While coming to harvesting, to facilitate transportation & storage tomatoes are often picked unripe when they are still in green colour and ripened in storage with ethylene (ripening agent). A machine-harvestable variety of tomato in combination with the development of a suitable harvester, revolutionized the tomato-growing industries. These types of tomatoes are grown commercially near plants that process tomatoes, tomato sauce, and tomato paste. They are harvested when they are ripe with red colour & are flavorful when picked during harvesting. California is a major center of this kind of commercial tomato production and it produces about a third of the processed tomatoes produced worldwide.

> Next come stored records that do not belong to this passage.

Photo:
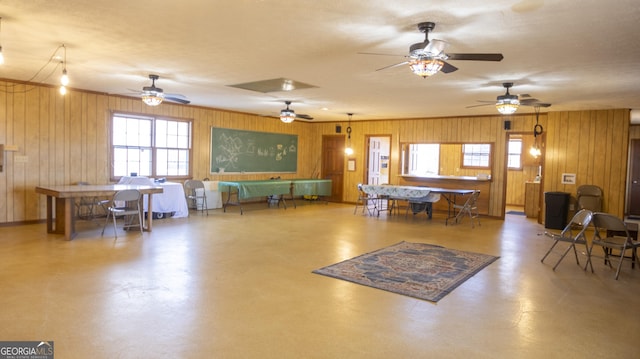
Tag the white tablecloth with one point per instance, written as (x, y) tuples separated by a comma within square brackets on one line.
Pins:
[(172, 200)]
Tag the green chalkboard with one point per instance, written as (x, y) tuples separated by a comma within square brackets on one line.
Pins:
[(252, 151)]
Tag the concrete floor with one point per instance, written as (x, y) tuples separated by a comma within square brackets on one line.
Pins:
[(240, 286)]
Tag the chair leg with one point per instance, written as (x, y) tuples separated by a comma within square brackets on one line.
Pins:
[(115, 227), (105, 223), (140, 220), (549, 251)]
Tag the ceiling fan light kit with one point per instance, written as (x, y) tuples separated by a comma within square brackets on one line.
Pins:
[(152, 99), (427, 58), (154, 96), (507, 104), (287, 115), (425, 67)]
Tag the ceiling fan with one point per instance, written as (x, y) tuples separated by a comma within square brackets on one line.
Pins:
[(508, 103), (287, 115), (429, 57), (153, 96)]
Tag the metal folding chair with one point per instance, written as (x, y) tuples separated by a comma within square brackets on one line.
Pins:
[(125, 203), (573, 233), (611, 234), (469, 208)]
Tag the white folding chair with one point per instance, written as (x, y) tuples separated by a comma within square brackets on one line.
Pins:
[(365, 201), (125, 203), (469, 208), (573, 233)]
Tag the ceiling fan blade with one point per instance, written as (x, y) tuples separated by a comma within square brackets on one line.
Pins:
[(476, 57), (377, 54), (394, 65), (436, 47), (529, 101), (534, 104), (483, 104), (447, 68), (177, 98), (303, 116)]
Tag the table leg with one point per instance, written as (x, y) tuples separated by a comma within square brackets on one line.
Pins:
[(149, 226), (50, 214), (65, 222)]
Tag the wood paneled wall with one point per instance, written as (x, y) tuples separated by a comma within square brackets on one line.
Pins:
[(64, 140)]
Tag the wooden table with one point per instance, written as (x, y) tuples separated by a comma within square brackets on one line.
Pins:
[(63, 221)]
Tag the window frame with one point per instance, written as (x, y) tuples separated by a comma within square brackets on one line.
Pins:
[(153, 147)]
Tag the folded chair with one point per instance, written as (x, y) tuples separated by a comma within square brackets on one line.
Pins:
[(469, 208), (573, 233), (611, 234), (125, 203), (195, 193), (365, 201)]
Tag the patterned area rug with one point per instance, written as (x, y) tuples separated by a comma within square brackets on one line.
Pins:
[(518, 213), (418, 270)]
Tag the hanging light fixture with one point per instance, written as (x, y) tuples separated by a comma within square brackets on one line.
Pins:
[(425, 66), (152, 95), (349, 150), (1, 55), (507, 103), (287, 115), (64, 79), (153, 99)]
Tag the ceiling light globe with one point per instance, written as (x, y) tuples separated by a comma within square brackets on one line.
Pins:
[(287, 116), (507, 105), (425, 67), (152, 99)]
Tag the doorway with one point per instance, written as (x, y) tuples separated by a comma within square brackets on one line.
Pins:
[(523, 184), (378, 159), (633, 193), (333, 165)]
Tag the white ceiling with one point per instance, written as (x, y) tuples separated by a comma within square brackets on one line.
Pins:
[(576, 55)]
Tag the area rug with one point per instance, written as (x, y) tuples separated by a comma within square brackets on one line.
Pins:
[(519, 213), (418, 270)]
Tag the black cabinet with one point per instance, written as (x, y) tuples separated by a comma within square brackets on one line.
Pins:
[(556, 209)]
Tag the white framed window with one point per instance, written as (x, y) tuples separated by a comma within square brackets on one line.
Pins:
[(150, 146)]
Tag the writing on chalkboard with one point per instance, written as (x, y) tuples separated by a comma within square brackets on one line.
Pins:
[(252, 151)]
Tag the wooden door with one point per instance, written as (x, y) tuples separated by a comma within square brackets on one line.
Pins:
[(373, 167), (333, 164), (633, 198)]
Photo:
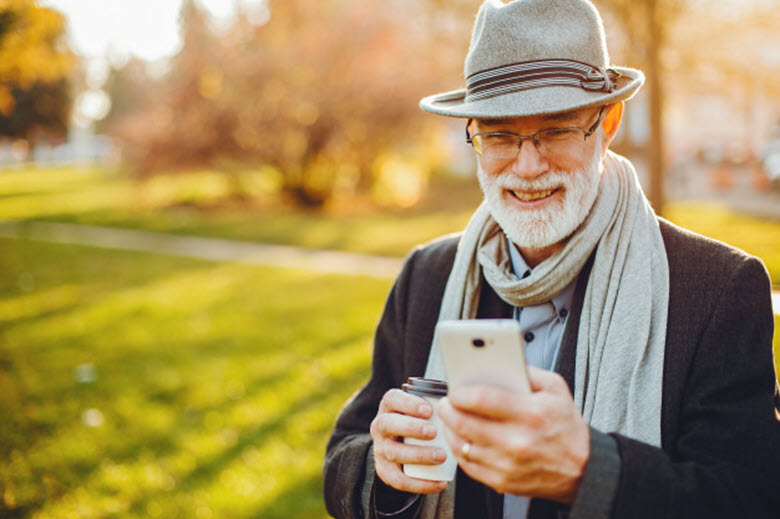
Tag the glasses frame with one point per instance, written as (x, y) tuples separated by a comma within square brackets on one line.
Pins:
[(533, 137)]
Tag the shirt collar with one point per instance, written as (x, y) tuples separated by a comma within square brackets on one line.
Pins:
[(562, 300)]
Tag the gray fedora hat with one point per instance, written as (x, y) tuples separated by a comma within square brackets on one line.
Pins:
[(531, 57)]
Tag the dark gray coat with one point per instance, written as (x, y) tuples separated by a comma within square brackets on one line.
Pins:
[(720, 454)]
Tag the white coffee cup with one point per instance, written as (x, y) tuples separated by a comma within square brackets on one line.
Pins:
[(431, 390)]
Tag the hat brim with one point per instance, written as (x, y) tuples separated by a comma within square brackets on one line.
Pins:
[(537, 101)]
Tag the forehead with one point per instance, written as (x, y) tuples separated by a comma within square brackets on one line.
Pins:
[(573, 117)]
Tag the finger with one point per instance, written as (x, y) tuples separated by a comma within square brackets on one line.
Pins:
[(488, 401), (394, 477), (394, 424), (546, 381), (402, 454), (397, 401)]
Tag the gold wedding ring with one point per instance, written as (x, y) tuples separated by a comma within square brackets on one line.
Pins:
[(465, 449)]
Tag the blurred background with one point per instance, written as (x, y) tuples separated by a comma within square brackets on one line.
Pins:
[(172, 343)]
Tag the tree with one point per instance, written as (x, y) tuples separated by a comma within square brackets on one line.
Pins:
[(318, 92), (34, 67)]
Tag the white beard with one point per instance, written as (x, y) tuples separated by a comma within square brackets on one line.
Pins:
[(538, 228)]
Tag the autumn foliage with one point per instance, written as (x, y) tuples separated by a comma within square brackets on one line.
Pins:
[(318, 91), (35, 65)]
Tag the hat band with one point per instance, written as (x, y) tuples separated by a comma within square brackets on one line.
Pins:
[(516, 77)]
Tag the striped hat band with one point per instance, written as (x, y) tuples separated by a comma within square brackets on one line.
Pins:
[(535, 74)]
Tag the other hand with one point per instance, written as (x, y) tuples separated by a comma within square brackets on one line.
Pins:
[(402, 415), (534, 444)]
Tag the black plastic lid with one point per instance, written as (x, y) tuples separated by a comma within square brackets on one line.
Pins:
[(425, 387)]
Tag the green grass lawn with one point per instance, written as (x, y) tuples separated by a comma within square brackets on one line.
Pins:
[(199, 204), (136, 385)]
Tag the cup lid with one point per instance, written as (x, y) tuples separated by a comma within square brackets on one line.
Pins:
[(425, 387)]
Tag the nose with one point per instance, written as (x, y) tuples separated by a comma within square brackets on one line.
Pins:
[(528, 163)]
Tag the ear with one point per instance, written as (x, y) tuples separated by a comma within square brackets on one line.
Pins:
[(611, 123)]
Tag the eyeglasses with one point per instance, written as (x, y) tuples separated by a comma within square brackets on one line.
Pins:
[(550, 141)]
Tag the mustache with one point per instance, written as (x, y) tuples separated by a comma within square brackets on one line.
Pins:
[(548, 181)]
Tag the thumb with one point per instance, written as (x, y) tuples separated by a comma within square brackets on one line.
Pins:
[(546, 381)]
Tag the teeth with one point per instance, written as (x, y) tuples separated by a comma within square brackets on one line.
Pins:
[(529, 197)]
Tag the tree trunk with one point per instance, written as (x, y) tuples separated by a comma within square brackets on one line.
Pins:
[(656, 148)]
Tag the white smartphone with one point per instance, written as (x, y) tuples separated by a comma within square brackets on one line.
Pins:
[(483, 351)]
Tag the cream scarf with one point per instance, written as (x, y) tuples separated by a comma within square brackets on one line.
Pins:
[(620, 341)]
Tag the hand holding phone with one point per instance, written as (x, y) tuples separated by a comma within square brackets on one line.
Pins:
[(483, 351)]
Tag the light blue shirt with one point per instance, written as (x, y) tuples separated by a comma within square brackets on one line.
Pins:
[(543, 327)]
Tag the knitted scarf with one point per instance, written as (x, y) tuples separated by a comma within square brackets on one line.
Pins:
[(620, 341)]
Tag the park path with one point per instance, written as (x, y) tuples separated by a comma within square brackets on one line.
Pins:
[(213, 249), (204, 248)]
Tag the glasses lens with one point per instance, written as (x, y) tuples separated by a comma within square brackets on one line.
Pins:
[(498, 146), (559, 140)]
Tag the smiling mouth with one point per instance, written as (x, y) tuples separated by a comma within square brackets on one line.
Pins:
[(531, 197)]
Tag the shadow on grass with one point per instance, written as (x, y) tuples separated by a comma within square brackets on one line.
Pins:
[(298, 501)]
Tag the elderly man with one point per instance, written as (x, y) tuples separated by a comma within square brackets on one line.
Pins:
[(653, 388)]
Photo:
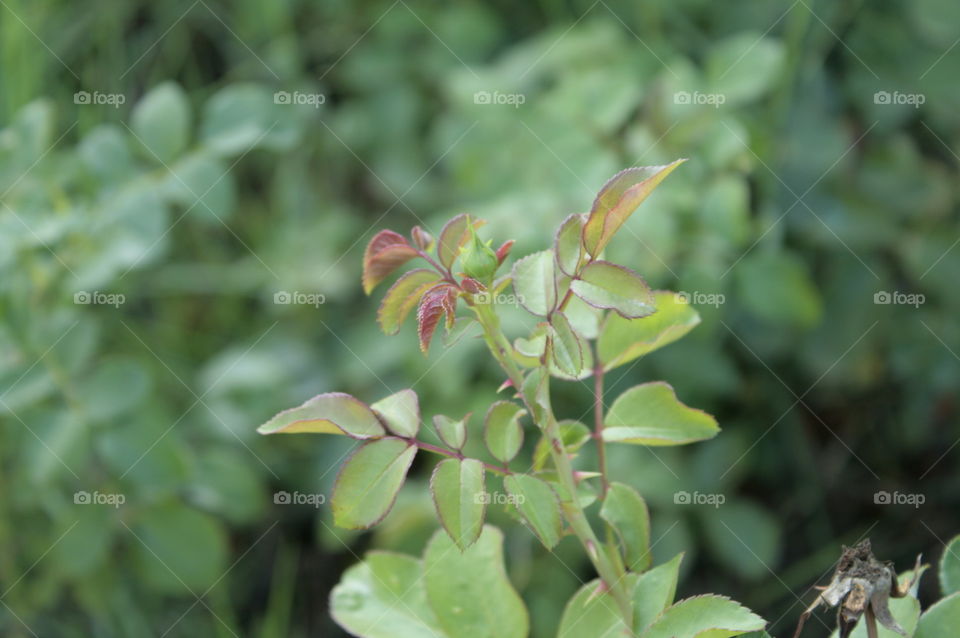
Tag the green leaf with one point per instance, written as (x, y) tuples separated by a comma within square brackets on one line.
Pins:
[(654, 592), (573, 434), (161, 122), (384, 597), (368, 482), (605, 285), (939, 620), (330, 413), (949, 572), (623, 340), (625, 510), (705, 617), (567, 351), (179, 549), (651, 414), (592, 612), (539, 506), (452, 433), (402, 297), (533, 281), (568, 244), (457, 486), (386, 252), (469, 591), (617, 200), (584, 318), (502, 432), (400, 412)]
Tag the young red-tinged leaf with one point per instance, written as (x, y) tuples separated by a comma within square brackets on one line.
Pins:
[(705, 616), (538, 505), (651, 414), (421, 239), (504, 250), (402, 297), (400, 412), (330, 413), (568, 244), (452, 433), (502, 431), (458, 491), (369, 481), (654, 591), (386, 252), (617, 200), (609, 286), (455, 234), (436, 302), (626, 512), (534, 282)]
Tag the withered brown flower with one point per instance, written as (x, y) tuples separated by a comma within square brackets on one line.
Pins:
[(861, 586)]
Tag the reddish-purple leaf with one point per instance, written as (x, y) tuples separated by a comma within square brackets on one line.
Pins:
[(385, 253), (402, 297), (504, 250), (439, 300)]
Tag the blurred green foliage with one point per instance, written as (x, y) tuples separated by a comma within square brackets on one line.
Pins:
[(200, 197)]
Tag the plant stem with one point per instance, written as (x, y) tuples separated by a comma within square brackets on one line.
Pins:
[(611, 573), (598, 425)]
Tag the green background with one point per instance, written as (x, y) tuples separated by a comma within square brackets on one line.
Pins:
[(199, 198)]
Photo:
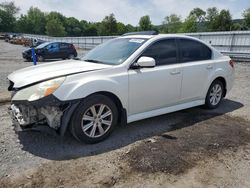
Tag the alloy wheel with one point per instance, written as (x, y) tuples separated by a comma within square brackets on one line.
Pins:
[(215, 94), (97, 120)]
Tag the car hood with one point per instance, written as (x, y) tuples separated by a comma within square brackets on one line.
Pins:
[(38, 73)]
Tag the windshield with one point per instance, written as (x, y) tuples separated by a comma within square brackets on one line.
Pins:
[(43, 45), (115, 51)]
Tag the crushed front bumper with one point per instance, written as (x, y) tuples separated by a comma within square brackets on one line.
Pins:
[(47, 111)]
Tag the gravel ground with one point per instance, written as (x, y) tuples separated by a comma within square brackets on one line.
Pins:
[(193, 147), (11, 60)]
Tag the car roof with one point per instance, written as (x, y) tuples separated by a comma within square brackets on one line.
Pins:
[(159, 36)]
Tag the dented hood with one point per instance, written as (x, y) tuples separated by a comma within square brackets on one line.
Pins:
[(34, 74)]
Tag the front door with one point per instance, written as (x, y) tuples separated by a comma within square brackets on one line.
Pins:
[(158, 87)]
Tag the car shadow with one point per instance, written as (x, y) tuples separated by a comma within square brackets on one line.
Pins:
[(52, 147)]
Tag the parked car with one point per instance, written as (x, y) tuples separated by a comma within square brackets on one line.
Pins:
[(52, 50), (36, 42), (126, 79)]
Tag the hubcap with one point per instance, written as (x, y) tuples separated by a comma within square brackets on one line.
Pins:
[(215, 94), (97, 120)]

Tomatoes can be kept best at room temperature when they are unwashed and out of direct sunlight. It is not recommended to refrigerate them as it can harm/affect their, the flavor or reduces their flavor. Tomatoes are stored at cold tend to lose their flavor permanently. Unripe tomatoes can be kept in a paper bag till ripe. It is easy to preserve them whole in pieces, as a tomato sauce or paste by home canning methods. Tomatoes are acidic enough to process them in a water bath rather than a pressure cooker as like most of the vegetables require. The fruit can also be preserved by drying, often in the sun & sold either in jars or in bags with oil.

Some common tomato pests are cutworms, stink bugs, tomato hornworms, tobacco hornworms, tomato fruit worms, aphids, cabbage loopers, whiteflies, flea beetles, red spider mite, slugs & Colorado potato beetles etc. The tomato russet mite and Aculops Lycopersici feeds on foliage & young fruit of tomato plants, causing shriveling, necrosis of leaves, flowers, and fruit, possibly killing the plants Postharvest handling practices like harvesting, cleaning or disinfecting, pre-cooling, sorting, grading, packaging, storage & transporting played an important role in maintaining quality & extending shelf life of the tomato fruits after their harvest. Tomato quality components include appearance (color, size, shape, freedom from defects and decay), firmness, flavor, and nutritional value. Color of the fruit, its firmness, flavor, nutritive value & safety of tomatoes are related to their composition at the time of harvest and compositional changes during the postharvest handling.